In June, the Federal Trade Commission (FTC) announced that it would launch an investigation into the practices of the “prescription drugs” industry. Known as Pharmacy Benefit Managers (PBMs), these intermediaries determine whether an insurer will pay for a prescription prescribed to a patient. Caremark, ExpressScripts, and Optum are some of the well-known gatekeepers and drug providers.
The FTC statement reads: “Pharmacy benefit managers are the middlemen hired to negotiate discounts and reimbursements with drug manufacturers, create drug formulas and associated policies, and reimburse pharmacies for patient prescriptions. The largest pharmacy benefit managers are now vertically integrated with the largest health insurers and wholly owned mail order and specialist pharmacies.”
I want to discuss the role of PPE as they relate to one aspect of every physician’s life: the requirement for physicians to obtain prior authorization (PA) before certain medications can be dispensed by the pharmacy and paid for by insurance . Initially, PAs were only required for expensive brand-name drugs, but now PAs are often required for inexpensive generic drugs. Doctors must justify why a specific drug is needed, and they may have to prove that the patient first tried alternative drugs that either didn’t work or were not tolerated, in a process that turns patients into guinea pigs. Often the patient’s physician does not have the ability to start with the most effective drug with the fewest side effects, and each time a dose is changed, a different PA is required.
What started as a cost containment measure has become an unregulated burden for both patients and their doctors. The pleas for justification can be cumbersome and obscure. They can include filling out forms online, uploading records in specific formats, and long wait times to speak to a reviewer. And the appeals process can be cumbersome and time-consuming, with no guarantee that the medication will be approved or that a doctor in the relevant specialty will be involved in the decision.
I will give an example from my own practice. Recently I submitted a prescription and then got the message to start the pre-authorization process online. There was a list of “acceptable” diagnoses. I checked a box and a new question popped up – asking if I was a certified sleep medicine. I’m a psychiatrist, so the PA was denied. The patient had the option to pay for the medication in cash, without doing or making an appointment with a specialist and waiting for that process.
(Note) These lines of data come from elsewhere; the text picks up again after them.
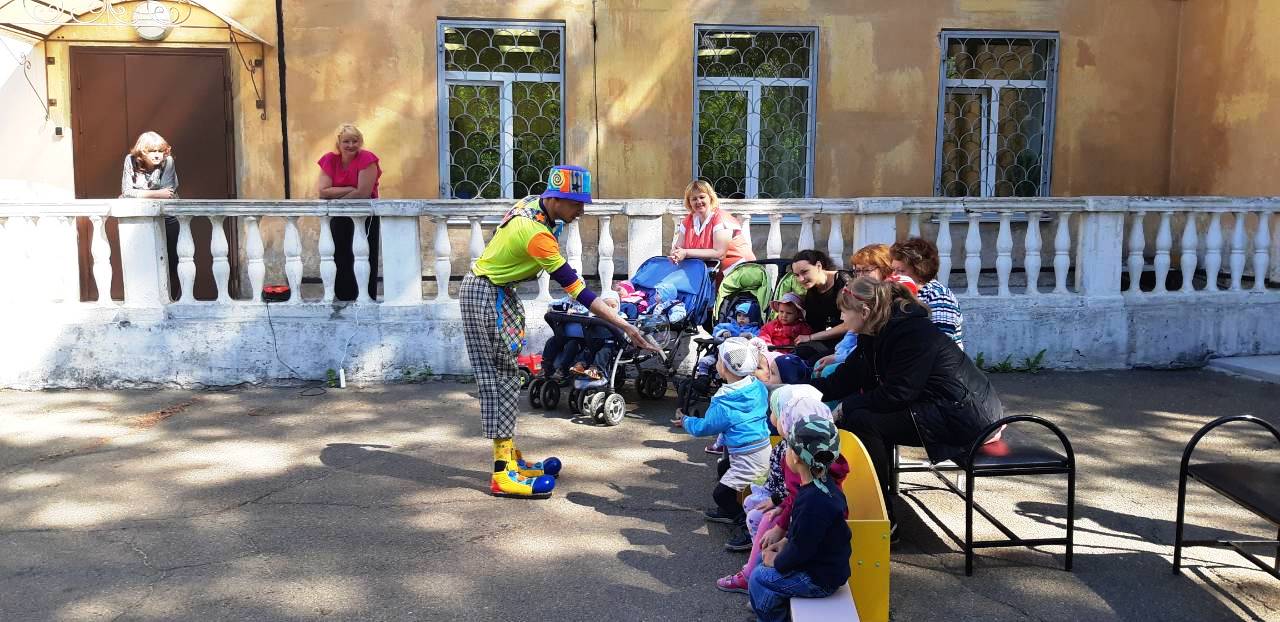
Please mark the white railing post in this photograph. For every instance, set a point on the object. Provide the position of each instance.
(1188, 247)
(1004, 255)
(1261, 251)
(1164, 242)
(254, 251)
(1101, 246)
(328, 266)
(293, 257)
(836, 241)
(1238, 251)
(186, 261)
(360, 250)
(443, 259)
(1032, 250)
(1214, 251)
(604, 254)
(1137, 247)
(101, 250)
(973, 255)
(402, 271)
(218, 247)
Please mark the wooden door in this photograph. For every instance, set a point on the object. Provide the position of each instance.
(184, 96)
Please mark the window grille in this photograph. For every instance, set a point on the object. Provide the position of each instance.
(499, 108)
(996, 114)
(753, 110)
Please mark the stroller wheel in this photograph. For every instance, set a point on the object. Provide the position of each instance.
(612, 408)
(535, 392)
(551, 396)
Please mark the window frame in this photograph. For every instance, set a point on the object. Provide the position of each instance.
(504, 81)
(991, 111)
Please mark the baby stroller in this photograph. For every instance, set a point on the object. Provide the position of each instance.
(600, 398)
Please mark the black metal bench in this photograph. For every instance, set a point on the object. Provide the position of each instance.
(1253, 486)
(1015, 456)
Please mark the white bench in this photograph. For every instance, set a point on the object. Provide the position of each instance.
(837, 607)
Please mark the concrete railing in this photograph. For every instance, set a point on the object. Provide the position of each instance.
(1082, 278)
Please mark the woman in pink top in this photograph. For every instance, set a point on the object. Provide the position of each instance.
(351, 172)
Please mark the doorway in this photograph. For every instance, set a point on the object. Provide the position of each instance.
(184, 96)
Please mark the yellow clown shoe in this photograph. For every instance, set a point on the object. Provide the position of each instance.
(511, 484)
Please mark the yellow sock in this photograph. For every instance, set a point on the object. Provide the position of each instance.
(503, 453)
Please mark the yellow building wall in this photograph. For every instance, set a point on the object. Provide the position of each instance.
(1226, 132)
(375, 64)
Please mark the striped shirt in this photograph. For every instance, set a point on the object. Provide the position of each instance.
(944, 310)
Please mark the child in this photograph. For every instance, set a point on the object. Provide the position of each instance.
(787, 405)
(813, 559)
(787, 324)
(737, 411)
(741, 324)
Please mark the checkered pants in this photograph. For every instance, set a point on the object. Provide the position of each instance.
(493, 350)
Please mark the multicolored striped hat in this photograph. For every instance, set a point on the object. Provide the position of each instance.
(568, 182)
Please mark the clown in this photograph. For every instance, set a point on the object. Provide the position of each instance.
(493, 319)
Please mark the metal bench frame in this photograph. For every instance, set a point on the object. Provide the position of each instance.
(972, 474)
(1183, 474)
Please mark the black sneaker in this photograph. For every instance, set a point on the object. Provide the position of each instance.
(740, 540)
(714, 515)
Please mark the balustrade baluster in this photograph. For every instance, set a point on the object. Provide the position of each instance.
(218, 247)
(1261, 251)
(604, 254)
(1137, 247)
(1032, 250)
(1004, 255)
(1214, 251)
(1188, 247)
(101, 250)
(944, 248)
(1061, 251)
(1238, 251)
(293, 256)
(973, 255)
(186, 261)
(254, 251)
(328, 266)
(443, 259)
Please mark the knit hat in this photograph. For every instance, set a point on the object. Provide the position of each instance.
(789, 298)
(737, 356)
(816, 442)
(568, 182)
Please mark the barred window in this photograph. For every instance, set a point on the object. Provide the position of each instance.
(996, 114)
(753, 110)
(499, 108)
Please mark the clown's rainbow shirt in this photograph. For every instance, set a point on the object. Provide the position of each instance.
(525, 245)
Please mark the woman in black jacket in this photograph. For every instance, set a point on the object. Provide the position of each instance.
(906, 384)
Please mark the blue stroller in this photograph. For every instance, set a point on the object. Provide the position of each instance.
(600, 398)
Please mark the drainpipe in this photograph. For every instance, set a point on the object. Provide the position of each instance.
(284, 101)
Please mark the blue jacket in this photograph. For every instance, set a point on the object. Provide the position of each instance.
(740, 412)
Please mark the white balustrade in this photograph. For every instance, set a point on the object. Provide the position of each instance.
(604, 254)
(1188, 247)
(1061, 251)
(1137, 246)
(1004, 255)
(293, 257)
(1238, 251)
(1032, 247)
(1261, 251)
(973, 255)
(443, 260)
(186, 261)
(219, 248)
(1214, 251)
(328, 266)
(1164, 242)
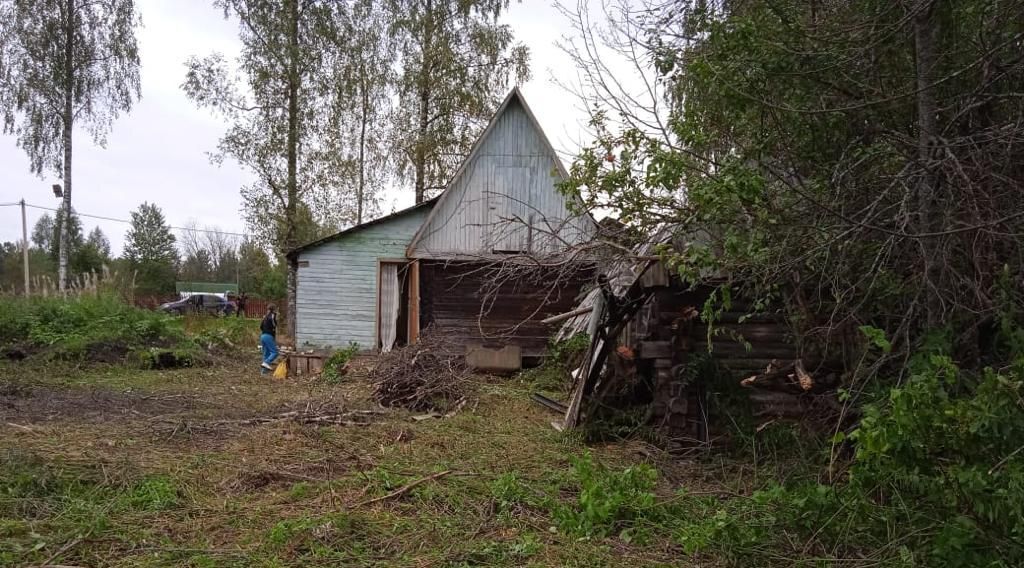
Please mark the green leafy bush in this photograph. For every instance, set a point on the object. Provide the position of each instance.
(89, 326)
(563, 357)
(937, 480)
(337, 361)
(608, 500)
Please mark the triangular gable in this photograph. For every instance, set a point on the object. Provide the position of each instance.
(514, 95)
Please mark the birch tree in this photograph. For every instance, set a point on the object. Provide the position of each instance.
(359, 121)
(275, 104)
(456, 61)
(65, 63)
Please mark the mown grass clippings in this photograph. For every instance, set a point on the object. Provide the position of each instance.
(286, 493)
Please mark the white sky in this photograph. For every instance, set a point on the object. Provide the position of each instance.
(159, 153)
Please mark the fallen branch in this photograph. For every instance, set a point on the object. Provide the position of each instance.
(567, 315)
(404, 489)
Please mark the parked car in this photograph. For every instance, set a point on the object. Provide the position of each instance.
(200, 303)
I looked up the prices in the GoodRx app – a company that negotiates prices outside of insurance and can be used by patients who pay cash. The medication costs just over $288 for a one-month supply at her pharmacy, CVS. Instead, I asked her to go to another pharmacy where the prescription cost $21. This is not uncommon, drug costs can vary hundreds of dollars from one pharmacy to another for no apparent reason.
The time doctors spend on pre-approval (or cost research) is not compensated and is significant. It’s a hoop to jump through, and no one oversees the placement of the hoops. In addition, when patients use their insurance, the copay may be higher than the cash price, and this information is not readily available. Nothing about the process is transparent.
How big is the problem of prior permissions? In December 2021, the American Medical Association conducted a survey of 1,004 practicing physicians. The average physician completes 41 PAs per week, nearly 1 in 5 of written prescriptions. Forty percent of physicians hire staff solely to administer pre-authorizations; 93% of physicians reported that PAs caused delays in receiving care for patients, and 82% reported that PAs caused patients to discontinue treatment. In terms of patient outcomes: 34% of physicians reported a serious adverse event, while 24% had patients requiring hospitalization. Eighty-eight percent of doctors said this process is a high or extremely high burden.
The administrative burden of medicine has wiped out the joy of practicing for so many doctors. Physicians are burned out and are retiring earlier, and patients are frustrated with the high costs and unnecessary complications associated with getting care. The pre-authorization process is a huge contributor to anything that’s wrong with the system. I hope the FTC will take a long hard look at the burden, confusion and cost shift — rather than cut corners — that this taxing process is causing the medical system.